Despite the enthusiasm surrounding the potential of the Internet of Things (IoT) very few companies have actually implemented strategies incorporating smart devices, a Gartner survey has found.
The research body surveyed around 500 IT and business leaders and found that 40 per cent are certain that the IoT will benefit their business in the next three years, while the other 60 per cent believe that it will have an impact in the next five years.
However less than a quarter of the 500 respondents had implemented a clear strategy on how to take advantage of the new market.
“The survey confirmed that the IoT is very immature, and many organisations have only just started experimenting with it,” said Gartner vice president Nick Jones.
“Only a small minority have deployed solutions in a production environment. However, the falling costs of networking and processing mean that there are few economic inhibitors to adding sensing and communications to products costing as little as a few tens of dollars,” he continued.

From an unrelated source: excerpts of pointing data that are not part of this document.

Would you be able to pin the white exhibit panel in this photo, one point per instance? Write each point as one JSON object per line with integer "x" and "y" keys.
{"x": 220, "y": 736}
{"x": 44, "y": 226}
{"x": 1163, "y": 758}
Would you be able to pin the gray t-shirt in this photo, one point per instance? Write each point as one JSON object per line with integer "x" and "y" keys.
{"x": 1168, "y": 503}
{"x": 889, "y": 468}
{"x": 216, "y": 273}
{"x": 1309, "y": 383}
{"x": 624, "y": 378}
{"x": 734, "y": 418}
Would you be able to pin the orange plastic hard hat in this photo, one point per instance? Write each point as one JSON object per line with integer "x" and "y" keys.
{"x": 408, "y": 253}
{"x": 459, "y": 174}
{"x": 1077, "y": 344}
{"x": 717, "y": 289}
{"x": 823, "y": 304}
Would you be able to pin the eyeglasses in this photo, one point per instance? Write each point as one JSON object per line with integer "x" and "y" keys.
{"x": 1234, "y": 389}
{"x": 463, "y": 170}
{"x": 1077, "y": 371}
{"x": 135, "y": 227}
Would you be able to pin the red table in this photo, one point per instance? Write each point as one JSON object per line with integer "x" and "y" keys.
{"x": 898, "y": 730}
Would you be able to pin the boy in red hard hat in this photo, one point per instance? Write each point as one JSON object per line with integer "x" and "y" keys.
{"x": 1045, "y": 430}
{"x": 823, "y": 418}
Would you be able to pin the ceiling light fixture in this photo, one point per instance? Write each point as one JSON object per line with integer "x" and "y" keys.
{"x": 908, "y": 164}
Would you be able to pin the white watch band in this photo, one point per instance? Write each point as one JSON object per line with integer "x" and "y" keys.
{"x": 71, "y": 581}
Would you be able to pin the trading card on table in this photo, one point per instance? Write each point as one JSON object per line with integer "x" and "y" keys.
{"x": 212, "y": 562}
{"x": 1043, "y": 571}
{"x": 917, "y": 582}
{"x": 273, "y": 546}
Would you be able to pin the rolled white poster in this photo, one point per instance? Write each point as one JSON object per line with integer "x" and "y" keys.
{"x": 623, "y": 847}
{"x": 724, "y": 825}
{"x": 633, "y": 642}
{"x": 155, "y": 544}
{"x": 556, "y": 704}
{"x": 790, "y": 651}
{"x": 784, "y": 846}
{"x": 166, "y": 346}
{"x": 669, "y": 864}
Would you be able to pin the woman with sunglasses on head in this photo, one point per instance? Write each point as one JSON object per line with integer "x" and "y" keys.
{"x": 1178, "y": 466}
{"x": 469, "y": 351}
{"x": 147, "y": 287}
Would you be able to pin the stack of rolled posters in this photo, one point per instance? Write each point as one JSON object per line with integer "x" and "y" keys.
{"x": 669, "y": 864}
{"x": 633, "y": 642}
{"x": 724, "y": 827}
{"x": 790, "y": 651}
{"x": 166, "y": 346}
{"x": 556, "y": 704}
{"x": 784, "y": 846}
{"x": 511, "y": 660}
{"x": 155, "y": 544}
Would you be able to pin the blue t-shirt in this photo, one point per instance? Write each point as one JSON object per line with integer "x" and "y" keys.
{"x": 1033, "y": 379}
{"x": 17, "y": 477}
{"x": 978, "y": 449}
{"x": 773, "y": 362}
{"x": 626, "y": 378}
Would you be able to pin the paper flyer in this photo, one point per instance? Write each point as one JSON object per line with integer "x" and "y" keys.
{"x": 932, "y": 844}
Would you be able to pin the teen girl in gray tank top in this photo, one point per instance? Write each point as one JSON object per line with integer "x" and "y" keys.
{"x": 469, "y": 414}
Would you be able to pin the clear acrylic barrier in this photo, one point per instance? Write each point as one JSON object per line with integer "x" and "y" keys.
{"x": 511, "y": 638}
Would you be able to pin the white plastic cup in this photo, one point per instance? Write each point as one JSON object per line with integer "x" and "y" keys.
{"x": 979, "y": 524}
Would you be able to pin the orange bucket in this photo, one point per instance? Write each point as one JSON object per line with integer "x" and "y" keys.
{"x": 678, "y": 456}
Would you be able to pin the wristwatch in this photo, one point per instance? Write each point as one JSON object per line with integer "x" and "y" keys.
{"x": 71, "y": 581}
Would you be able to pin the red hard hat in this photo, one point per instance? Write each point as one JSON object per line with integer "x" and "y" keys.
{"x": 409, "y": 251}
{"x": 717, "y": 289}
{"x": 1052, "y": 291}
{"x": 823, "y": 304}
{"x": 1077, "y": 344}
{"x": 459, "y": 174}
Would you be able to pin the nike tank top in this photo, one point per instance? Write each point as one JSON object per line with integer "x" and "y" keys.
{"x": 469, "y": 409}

Jones added that the real challenge around IoT was “less in making products ‘smart’ and more in understanding the business opportunities enabled by smart products and new ecosystems.”
The study underlined that for successful IoT strategy leadership and vision were key, with 35 per cent of respondents expecting IoT to be transformational by having some form of leadership in place.
Senior level understanding of IoT was ranked lowest in government, education, banking and insurance, while the communications and services sectors were rated above-average for c-suite IoT awareness.
“New domains such as the IoT inevitably pose new risks and challenges and survey respondents were acutely aware of the possible factors that could inhibit IoT deployment,” said Jones.
Unsurprisingly security and privacy were listed as top inhibitors, followed by shortage of staff and adequate skills.